In theory, this also comes in a little premade success, coming as it does from a moderately popular teen novel series written under a pseudonym by James Frey and Jobie Hughes(yes, that James Frey). Of course, being based on a novel didn't help Jumper. The film stars the latest young actor Hollywood's trying to push on us, Alex Pettyfer, as the title character, a member of a team of teens with special abilities on the run from a mysterious organization that's trying to eliminate them. As he attempts to blend in to normal society, various CGI-filled battles occur, to the enjoyment of people who like that kind of thing.
Directed by D.J. Caruso (he of Disturbia and Eagle Eye, but also the criminally underrated The Salton Sea) and co-starring Tim Olyphant and Dianne Agron (of Glee fame), the combination of sci-fi action and a vaguely romantic sideplot have this film primed for at least modest success. Reviews alone would sink it, but then this isn't a particularly discriminating audience. Lacking the star power – such as it was – of Jumper, but with a bit more of a hype machine behind it, I Am Number Four should at least approach Jumper's $24 million opening over three days and $28 million over four.

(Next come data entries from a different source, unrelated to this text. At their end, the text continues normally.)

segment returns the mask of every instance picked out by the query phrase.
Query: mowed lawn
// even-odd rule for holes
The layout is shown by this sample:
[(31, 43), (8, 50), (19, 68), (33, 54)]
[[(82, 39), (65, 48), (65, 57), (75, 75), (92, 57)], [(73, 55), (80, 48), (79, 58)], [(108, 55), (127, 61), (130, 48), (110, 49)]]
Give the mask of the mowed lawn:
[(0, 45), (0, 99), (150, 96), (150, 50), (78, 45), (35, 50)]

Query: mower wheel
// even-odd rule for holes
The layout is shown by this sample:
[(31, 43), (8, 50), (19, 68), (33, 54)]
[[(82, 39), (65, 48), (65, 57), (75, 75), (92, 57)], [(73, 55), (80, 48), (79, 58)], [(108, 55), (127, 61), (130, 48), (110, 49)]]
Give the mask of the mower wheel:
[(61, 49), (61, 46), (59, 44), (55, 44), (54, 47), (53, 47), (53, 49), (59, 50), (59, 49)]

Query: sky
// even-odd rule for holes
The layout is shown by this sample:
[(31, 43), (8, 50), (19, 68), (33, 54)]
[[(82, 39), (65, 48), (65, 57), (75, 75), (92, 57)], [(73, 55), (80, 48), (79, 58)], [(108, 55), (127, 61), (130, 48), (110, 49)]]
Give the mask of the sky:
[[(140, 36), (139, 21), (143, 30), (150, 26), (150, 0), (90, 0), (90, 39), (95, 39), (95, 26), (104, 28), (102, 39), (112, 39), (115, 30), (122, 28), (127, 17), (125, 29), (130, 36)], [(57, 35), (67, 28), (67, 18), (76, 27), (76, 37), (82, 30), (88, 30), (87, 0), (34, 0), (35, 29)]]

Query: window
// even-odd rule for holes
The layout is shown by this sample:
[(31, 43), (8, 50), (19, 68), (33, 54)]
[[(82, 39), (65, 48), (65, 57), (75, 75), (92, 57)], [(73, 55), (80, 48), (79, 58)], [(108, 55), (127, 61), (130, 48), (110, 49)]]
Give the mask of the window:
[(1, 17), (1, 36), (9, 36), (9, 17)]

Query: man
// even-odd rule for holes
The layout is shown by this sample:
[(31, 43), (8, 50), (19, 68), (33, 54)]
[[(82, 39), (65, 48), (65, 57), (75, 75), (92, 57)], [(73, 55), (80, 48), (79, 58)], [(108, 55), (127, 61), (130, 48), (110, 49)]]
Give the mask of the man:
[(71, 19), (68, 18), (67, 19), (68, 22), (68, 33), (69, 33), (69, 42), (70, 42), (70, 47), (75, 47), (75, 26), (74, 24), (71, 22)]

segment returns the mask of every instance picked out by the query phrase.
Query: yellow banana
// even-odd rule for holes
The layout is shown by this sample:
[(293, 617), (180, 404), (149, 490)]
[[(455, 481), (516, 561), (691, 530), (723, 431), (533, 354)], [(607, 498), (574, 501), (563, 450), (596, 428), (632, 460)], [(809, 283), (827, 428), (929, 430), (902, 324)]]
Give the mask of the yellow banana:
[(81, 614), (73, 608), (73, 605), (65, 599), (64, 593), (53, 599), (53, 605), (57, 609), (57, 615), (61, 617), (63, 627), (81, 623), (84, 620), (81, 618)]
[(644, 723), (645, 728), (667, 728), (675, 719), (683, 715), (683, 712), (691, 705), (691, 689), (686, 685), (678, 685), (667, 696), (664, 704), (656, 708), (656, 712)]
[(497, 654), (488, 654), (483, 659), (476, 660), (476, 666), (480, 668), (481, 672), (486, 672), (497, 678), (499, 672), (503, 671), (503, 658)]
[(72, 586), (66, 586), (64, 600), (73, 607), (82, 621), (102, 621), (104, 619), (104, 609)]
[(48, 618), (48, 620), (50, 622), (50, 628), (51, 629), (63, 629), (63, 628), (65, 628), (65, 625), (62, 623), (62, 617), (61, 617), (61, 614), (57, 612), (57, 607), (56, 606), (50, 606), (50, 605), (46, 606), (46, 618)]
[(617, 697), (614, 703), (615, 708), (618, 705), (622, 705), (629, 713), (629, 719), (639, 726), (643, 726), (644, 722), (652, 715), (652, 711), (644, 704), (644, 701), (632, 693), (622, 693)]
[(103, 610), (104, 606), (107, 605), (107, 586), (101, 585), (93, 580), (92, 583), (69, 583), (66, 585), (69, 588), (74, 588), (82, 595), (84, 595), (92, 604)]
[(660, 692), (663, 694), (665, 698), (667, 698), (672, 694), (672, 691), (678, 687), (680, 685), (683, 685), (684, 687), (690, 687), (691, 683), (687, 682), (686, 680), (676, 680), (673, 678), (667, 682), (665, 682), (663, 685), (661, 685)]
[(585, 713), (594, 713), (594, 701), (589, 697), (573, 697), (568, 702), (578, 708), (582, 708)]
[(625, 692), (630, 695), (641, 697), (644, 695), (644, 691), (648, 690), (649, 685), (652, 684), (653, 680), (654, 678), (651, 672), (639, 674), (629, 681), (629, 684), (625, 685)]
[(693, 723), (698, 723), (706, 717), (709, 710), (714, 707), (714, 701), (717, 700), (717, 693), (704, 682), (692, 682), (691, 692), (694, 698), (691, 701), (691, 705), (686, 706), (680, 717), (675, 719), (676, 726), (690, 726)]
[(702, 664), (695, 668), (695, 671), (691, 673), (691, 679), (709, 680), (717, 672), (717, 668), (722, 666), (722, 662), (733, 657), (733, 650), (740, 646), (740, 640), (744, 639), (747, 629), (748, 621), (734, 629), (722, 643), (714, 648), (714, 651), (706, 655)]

Thirdly, we have... oh no. Oh no no no no. This can't be! Unnnnggghhh! Martin Lawrence? How (arrrrghhGHgh!) could you?! Big Momma 3? Aaaahhgh!! And a step-son? RAAggggh... cinematic abomination... curse you, Tyler Perry... Aaauugh!... who's still watching these... can't... ponder this... anymore without... permanent brain damage... $12 million.
Phew. Just made it through that one. This brings us to the holdovers, which for the most part are a group of films that could use a net. Just Go With It won the weekend for Adam Sandler by the tiniest of margins over Justin Bieber's concert film. While that order should stick this weekend, it'll be further down the box office charts, as Sandler's films of late have not shown anything resembling legs, save for Bedtime Stories, which opened at Christmas. Everything else that could be considered recent has fallen anywhere between 44 and 65 (!) percent in its second weekend. With Just Go With It receiving some fairly harsh reviews and word-of-mouth, I have to think it will land towards the bottom of that scale, or at best in the middle, dropping to about $16 million over the long weekend.
Let's do a little thought experiment with Never Say Never: how many of Justin Bieber's rabid pre-teen fans do you imagine waited on purpose for the second weekend of his film being in theaters? See my point? Of course you do. Never Say Never should fall from its $29 million opening to around $9 million this weekend.
Gnomeo and Juliet, meanwhile, actually has a chance to not be horrible in its second weekend. While it didn't receive great reviews, it's practically Toy Story compared to the other new releases from last weekend, and as the main kiddie option out there, should at least fare well for a couple of weeks. This weekend should bring it about $18 million.
The King's Speech remains the last Oscar nominee with any kind of significant weekly box office, and should cross $100 million this weekend with another $7 million performance. However, Black Swan has also just passed that same plateau, and True Grit now looks like a $175 million film. Also not to be dismissed is The Fighter, which is inching towards $90 million, though even with multiple Oscars probably can't get to $100 million.